Source: CNBC
Thursday 11 July 2024 16:13:36
U.S. crude oil rose nearly 1% Wednesday, topping $82 per barrel as U.S. inventories declined while OPEC sees solid demand supported by stronger economic growth this year.
U.S. oil inventories fell by 3.4 million barrels last week while gasoline stocks shrank by two million barrels, according to the Energy Information Administration.

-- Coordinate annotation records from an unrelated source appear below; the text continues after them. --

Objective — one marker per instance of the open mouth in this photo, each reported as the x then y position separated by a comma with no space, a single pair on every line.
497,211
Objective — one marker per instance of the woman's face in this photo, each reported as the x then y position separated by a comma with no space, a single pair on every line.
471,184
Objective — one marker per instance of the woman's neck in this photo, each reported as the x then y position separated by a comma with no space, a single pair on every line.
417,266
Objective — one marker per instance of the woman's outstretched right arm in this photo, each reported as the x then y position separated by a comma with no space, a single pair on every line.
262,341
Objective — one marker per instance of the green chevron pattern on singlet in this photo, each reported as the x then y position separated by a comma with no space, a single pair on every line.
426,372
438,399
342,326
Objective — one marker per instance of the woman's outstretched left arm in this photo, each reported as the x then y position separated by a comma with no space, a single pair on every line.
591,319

But implied oil demand, measured by products supplied to the market, softened by 334,000 barrels per day.
Bulls are looking for sustained drawdowns in U.S. stockpiles to confirm expectations that summer fuel demand will pick up after a tepid start to the season.

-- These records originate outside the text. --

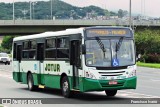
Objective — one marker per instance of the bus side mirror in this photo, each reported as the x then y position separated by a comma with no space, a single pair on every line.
83,49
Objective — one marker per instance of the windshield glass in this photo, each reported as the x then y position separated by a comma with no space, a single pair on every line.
3,55
96,56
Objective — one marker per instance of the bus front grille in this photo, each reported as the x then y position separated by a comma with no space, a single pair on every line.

Here are Wednesday’s closing energy prices:
OPEC, meanwhile, maintained its oil demand growth forecast of 2.2 million barrels per day for 2024.
The cartel revised global economic growth slightly higher for this year to 2.9%, buoyed by a better-than-expected first-half performance in Brazil, Russia, India and China plus a rebound in the eurozone.

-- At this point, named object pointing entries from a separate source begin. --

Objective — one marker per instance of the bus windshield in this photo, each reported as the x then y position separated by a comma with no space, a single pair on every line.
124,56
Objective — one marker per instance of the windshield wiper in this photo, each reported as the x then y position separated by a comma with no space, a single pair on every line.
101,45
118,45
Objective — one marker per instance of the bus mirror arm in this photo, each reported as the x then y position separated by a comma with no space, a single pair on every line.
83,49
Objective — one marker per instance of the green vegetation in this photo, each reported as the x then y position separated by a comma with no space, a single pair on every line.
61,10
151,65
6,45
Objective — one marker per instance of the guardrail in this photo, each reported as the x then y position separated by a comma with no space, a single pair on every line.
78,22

The recent oil rally has stalled out with prices falling for three straight days through Tuesday.
Tamas Varga, analyst at oil broker PVM, attributed the latest round of selling to revived ceasefire talks between Hamas and Israel as well as Hurricane Beryl.
Oil infrastructure on the Gulf Coast appears to have avoided substantial damage from the storm, but the port of Houston was closed.